Crime in Paraguay has increased in recent years with criminals often targeting those thought to be wealthy. Although most crime in Paraguay is nonviolent, there has been an increase in the use of weapons and there have been incidents where extreme violence has been used.

== Crime by type ==

=== Armed violence ===
The amount of gang violence and other forms of armed violence has increased since the 1954 Paraguayan coup d'état.

===Cigarette smuggling===
Due to discrepancies in the cigarette tax rate between Brazil and Paraguay (16% in Paraguay vs. 80% in Brazil), large quantities of cigarettes are smuggled into Brazil via Santa Catarina. Journalists have alleged that the Tabacalera Del Este factory owned by relatives of Paraguayan President Horacio Cartes, is responsible for producing cigarettes for the purpose of being smuggled into Brazil via Ciudad del Este.

=== Corruption ===

Observers maintain that corruption in Paraguay remains a major impediment to the emergence of stronger democratic institutions and sustainable economic development.

=== Domestic violence ===

In 2009, on average one woman was murdered in Paraguay every 10 days, or 11.2% of the overall homicide rate. However, it is not clear exactly how many women are killed in domestic violence situations. Although Paraguay has taken several measures to deal with this problem, including creating special police units for domestic violence victims, lack of adequate laws, as well as conservative attitudes within a male dominated society hinder progress.

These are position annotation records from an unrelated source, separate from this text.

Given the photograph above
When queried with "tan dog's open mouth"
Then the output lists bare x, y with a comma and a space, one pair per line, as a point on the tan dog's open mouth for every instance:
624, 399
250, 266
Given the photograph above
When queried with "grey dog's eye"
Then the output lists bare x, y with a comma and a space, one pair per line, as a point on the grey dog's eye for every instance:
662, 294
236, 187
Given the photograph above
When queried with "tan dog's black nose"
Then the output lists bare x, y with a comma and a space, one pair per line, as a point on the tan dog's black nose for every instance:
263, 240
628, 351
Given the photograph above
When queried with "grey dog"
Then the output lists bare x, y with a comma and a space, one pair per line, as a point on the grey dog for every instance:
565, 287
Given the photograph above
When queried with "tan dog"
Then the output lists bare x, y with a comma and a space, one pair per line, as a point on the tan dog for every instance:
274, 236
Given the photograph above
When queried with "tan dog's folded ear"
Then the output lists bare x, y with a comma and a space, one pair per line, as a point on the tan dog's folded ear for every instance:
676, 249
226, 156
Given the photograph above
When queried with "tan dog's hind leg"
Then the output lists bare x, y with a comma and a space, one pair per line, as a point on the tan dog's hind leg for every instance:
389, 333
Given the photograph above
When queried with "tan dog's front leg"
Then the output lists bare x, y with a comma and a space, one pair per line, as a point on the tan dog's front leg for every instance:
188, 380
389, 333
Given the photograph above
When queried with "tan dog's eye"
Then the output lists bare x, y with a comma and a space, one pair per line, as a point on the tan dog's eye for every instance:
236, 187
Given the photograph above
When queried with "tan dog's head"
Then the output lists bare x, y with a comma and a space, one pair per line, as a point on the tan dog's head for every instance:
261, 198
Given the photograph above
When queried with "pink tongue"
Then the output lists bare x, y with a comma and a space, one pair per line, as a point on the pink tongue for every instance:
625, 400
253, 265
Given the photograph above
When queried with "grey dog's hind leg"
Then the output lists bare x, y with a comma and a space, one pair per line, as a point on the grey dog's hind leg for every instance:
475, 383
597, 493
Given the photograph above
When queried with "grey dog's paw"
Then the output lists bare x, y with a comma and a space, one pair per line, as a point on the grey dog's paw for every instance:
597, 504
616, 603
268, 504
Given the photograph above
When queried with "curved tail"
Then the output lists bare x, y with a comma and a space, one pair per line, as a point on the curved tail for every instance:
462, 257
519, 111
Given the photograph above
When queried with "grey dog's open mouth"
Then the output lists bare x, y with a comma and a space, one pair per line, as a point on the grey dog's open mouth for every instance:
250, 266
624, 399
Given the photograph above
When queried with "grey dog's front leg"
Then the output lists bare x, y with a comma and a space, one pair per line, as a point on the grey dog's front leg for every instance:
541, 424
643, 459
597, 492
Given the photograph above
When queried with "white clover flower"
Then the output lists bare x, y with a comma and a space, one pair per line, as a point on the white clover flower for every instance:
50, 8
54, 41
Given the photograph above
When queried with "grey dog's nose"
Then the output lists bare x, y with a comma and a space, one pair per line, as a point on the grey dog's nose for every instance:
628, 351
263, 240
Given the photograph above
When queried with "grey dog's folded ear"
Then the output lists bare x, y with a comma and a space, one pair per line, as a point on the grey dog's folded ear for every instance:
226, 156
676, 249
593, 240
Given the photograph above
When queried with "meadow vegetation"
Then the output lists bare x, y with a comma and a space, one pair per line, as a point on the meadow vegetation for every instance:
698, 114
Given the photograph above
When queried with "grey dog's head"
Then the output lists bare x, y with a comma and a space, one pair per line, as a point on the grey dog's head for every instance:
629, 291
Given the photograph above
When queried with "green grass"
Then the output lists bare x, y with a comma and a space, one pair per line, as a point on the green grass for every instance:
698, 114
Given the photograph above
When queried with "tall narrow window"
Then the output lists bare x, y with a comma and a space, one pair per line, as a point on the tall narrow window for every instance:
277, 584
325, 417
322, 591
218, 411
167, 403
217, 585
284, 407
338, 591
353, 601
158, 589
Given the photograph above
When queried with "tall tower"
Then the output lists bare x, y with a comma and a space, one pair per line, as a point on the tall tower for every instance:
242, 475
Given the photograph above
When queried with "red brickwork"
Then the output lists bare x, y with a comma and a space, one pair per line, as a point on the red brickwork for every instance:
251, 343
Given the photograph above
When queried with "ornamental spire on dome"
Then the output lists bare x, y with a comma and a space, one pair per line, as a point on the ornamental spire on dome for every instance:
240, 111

=== Illegal drug trade ===

The illegal drug trade in Paraguay is significant in both production of cannabis and trans-shipment of cocaine. In 2011 the United Nations reported that it was the largest cannabis producer in South America, accounting for 15 per cent of world cannabis production. It was also responsible for 30-40 tons of cocaine trans-shipment annually.

=== Murder ===

In 2012, Paraguay had a murder rate of 9.7 per 100,000 population. There were a total of 649 murders in Paraguay in 2012. In 2015, this had decreased to a rate of 9.29 per 100,000, with 617 murders recorded. In 2012, 11.2% of victims were female, while male victims constituted 88.8% respectively. In 2018, Paraguay's homicide rate saw a further reduction to 5.1 per 100,000.

=== Robbery ===
Armed robbery, carjackings, car theft, and home invasions are a problem in both urban and rural areas. Street crime including pick pocketing and mugging is prevalent in cities.

As of 2008, the number of pick pocketing incidents and armed assaults was increasing on public buses and in the downtown area of Asunción. There have been incidents of pilferage from checked baggage at both airports and bus terminals. Unauthorized ticket vendors also reportedly operate at the Asuncion bus terminal, badgering travelers into buying tickets for substandard or non-existent services.